PTBP1 (HNRNPI)-Related Neurodevelopmental Disorder
PTBP-related neurodevelopmental disorder (also called PTBP1-RNDD) is a rare genetic condition caused by changes in the PTBP1 gene, which plays an important role in how the brain develops and communicates. The condition can vary widely from person to person, with some individuals mildly affected while others experience more significant challenges.
PTBP1 variants displaying altered nucleocytoplasmic distribution are responsible for a neurodevelopmental disorder with skeletal dysplasia
(2025)
View PDFThe Gene
PTBP1 (polypyrimidine tract-binding protein 1) encodes for heterogeneous nuclear ribonuclear protein I (hnRNPI). Individuals with PTBP1-RNDD have variants that result in the protein being improperly made.
hnRNPI helps the body process RNA — the instructions cells use to make proteins and keeps the genome stable. Specifically, hnRNPI plays roles in:
The gene is expressed all over the body (ubiquitously), with especially high expression in the heart and brain.
Why It Matters for the Brain
hnRNPI helps control a process called alternative splicing — a mechanism cells use to "edit" RNA before making proteins. Think of this as cutting and assembling sentence fragments into different final messages. When hnRNPI does not work correctly due to too low of levels or other changes to the protein, this editing process can become inconsistent. Research found that the genes most affected by these disruptions are genes already known to be associated with intellectual disability and brain development. In other words: hnRNPI doesn't cause problems on its own — but without enough of it, many other important brain-development genes don't function properly.

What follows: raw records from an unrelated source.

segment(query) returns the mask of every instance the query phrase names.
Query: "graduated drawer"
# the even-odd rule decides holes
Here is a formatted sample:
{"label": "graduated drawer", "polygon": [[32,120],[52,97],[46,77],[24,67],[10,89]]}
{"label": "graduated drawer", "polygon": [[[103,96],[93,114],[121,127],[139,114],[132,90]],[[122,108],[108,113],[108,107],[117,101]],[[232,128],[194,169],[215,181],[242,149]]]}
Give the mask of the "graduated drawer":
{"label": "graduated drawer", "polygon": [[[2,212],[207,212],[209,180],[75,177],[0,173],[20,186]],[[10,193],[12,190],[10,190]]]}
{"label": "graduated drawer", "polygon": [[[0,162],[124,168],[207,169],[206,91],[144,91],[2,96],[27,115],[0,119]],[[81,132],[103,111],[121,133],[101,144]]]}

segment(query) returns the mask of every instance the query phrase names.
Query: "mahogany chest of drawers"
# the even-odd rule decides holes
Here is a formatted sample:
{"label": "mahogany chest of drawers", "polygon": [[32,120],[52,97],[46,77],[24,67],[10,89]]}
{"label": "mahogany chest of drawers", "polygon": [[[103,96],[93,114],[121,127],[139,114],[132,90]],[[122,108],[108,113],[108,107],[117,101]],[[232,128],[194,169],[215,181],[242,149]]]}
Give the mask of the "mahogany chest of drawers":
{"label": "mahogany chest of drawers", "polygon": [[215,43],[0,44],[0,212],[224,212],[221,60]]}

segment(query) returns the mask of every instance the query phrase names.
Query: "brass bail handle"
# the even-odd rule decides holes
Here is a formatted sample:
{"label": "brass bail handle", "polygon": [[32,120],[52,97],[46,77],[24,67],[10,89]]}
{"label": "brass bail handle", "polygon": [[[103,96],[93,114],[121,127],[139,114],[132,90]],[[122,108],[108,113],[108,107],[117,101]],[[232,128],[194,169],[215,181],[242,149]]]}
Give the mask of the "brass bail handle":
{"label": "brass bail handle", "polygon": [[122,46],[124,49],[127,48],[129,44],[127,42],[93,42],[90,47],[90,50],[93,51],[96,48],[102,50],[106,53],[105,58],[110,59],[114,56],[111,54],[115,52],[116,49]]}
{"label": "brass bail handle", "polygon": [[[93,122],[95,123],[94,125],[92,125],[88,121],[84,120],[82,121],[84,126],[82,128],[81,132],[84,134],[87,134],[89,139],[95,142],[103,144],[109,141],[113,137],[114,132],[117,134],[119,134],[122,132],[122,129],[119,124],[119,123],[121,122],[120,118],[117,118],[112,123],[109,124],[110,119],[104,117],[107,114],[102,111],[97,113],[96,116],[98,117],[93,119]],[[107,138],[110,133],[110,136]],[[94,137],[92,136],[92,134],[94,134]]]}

Most hnRNPI variants occur de novo, meaning they are random and not from either parent, although inherited variants from affected parents have been reported.
Variant types observed:
- Start-loss variants, which remove the early part of the protein
- Missense variants altering single amino acids
Disrupted RNA Splicing
hnRNPI helps control alternative splicing — the process of "editing" RNA before making proteins. When hnRNPI doesn't function properly, this editing process becomes inconsistent, affecting the production of many proteins important for brain development.
Impact on Brain Development Genes
Research has shown that the genes most affected by hnRNPI disruption are those already known to be associated with intellectual disability and brain development. hnRNPI acts as a regulator that, when absent or dysfunctional, prevents many other critical genes from functioning properly.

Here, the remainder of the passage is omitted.